Lisa D. February 27, 2014
I'm kinda stuck on my hard boiled eggs for breakfast. Every now and then I remove the yolk and replace it with a spoon of avocado and sprinkle a bit of pepper on it. :)
 
savorthis January 27, 2014
I've been making these a lot: http://food52.com/recipes/24818-scrambled-egg-muffins and we make a batch of ying's slow cooker oatmeal every week: http://food52.com/recipes/3062-overnight-steel-cut-oats-with-almond-butter-honey
 
ONaturelle January 27, 2014
My Nutribullet has been my Godsend. I wash my chosen greens (generally parsley, because it's non-goitrogenic) the night before, and pop them in the jar and put it in the fridge. On weekends, I prep avocado (mash and mix with lemon, freeze ice-cream-scoop fulls) and also other fruits (bananas, pears, et cetera) I've picked up from the reduced rack. Come morning, I just open the freezer remove my fruit of choice, combine with the greens, add hemp hearts, water and ice and whiz until smooth, pop the lid on, and I'm off.
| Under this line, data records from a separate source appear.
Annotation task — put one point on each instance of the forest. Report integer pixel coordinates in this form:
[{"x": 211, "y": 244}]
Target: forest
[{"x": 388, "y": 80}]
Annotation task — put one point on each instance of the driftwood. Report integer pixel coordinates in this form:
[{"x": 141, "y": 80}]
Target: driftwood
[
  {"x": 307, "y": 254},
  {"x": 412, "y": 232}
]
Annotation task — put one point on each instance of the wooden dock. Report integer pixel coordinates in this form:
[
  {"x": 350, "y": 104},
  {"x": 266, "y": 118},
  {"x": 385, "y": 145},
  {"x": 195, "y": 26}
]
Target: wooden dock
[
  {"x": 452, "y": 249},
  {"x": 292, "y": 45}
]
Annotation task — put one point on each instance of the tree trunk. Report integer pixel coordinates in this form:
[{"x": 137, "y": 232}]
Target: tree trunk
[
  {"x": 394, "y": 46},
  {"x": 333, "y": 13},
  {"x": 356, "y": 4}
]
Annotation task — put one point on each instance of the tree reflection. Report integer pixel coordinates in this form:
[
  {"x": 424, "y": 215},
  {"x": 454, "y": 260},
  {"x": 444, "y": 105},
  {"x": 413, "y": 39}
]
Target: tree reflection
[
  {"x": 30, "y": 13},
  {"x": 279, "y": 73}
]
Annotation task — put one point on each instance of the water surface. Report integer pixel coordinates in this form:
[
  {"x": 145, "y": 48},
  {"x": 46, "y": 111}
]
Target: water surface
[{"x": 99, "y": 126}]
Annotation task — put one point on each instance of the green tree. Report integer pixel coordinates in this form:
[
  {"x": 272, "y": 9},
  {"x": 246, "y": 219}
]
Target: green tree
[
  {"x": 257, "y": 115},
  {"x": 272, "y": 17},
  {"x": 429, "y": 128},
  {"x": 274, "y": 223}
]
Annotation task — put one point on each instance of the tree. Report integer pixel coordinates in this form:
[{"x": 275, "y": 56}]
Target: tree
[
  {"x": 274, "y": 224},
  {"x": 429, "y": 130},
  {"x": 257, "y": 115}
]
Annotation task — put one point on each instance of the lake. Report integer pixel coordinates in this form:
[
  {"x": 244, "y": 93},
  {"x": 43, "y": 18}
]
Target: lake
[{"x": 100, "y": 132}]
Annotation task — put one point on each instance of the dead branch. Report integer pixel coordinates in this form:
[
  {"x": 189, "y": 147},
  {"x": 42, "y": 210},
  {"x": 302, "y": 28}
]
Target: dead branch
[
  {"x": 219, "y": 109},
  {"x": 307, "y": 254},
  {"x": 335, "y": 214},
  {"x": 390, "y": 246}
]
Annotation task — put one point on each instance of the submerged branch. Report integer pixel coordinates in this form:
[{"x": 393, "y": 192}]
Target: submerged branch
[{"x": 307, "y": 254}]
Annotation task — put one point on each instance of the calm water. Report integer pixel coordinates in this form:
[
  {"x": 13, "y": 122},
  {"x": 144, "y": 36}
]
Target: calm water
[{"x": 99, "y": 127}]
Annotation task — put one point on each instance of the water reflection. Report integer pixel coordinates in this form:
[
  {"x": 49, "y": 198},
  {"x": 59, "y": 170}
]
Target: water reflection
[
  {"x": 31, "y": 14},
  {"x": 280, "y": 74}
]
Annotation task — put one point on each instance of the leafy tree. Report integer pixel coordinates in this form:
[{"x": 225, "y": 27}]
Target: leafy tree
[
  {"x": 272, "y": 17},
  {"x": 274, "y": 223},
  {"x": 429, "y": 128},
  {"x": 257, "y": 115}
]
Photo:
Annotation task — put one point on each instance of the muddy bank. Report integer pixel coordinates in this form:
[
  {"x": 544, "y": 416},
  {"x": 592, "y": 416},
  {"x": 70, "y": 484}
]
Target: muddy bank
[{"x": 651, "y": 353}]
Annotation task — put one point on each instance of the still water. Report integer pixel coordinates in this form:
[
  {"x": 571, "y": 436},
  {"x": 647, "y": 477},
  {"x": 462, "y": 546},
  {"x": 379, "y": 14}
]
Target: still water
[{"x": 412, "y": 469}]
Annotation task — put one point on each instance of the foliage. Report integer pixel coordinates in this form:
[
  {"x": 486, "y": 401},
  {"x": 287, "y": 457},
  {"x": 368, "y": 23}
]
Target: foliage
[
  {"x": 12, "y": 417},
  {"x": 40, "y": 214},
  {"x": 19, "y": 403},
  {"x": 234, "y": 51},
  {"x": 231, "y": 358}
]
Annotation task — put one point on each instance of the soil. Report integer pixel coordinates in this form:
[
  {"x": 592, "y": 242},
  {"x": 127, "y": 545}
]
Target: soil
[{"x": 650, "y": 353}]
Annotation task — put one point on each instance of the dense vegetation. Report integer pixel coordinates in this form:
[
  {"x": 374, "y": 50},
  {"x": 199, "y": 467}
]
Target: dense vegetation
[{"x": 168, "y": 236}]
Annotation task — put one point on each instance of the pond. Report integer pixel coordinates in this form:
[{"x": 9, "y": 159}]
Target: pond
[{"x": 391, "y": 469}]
This provides me with 3 - 8 oz glasses and carries me through until lunch.
 
Author Comment
Rémy R. January 27, 2014
Wow! Taking smoothies to another level. I'd never heard of a NutriBullet but now I'm intrigued. Thanks for the idea!
 
ONaturelle January 27, 2014
I've just been trying to get more raw foods into my diet Remy; trust me, I've had some true misses flavour wise, but some real winners ;-). I'm uncertain where you are located, but, in my town, I can purchase 600 gram bags of frozen berries, on sale, for $2.99 CAD. I try to incorporate at least four servings of fruits/veggies in my Nutriblasts; greens are exceedingly important. I had thought of purchasing a juicer, but then you lose all the incredibly important fiber. I also add a nub of ginger, half a stick of cinnamon, turmeric, et cetera for their incredible inflammation properties. There's no recipe, it's just you trying to be the best you, for you! Good luck!
 
bek1468 January 27, 2014
A peanut butter and jelly sandwich is easy, quick, and yummy.
 
Anne H. January 27, 2014
PB&J is my favorite to-go breakfast! I also go for steel cut oats in a coffee mug.
 
henandchicks January 26, 2014
Burritos made and frozen, to be thawed the night before and reheated in the a.m. are standard in our house- both for convenience and for the opportunity to use up some item that we have lots of (over enthusiastic sweet potato preparation= sweet potato burrito). I will usually prepare extra beans, cheese, etc, on taco night and scramble a few eggs to make a half dozen burritos during the meal clean-up- its pretty effortless.
 
Pegeen January 25, 2014
A helpful article to staying on the "right" food track in the New Year. Thanks!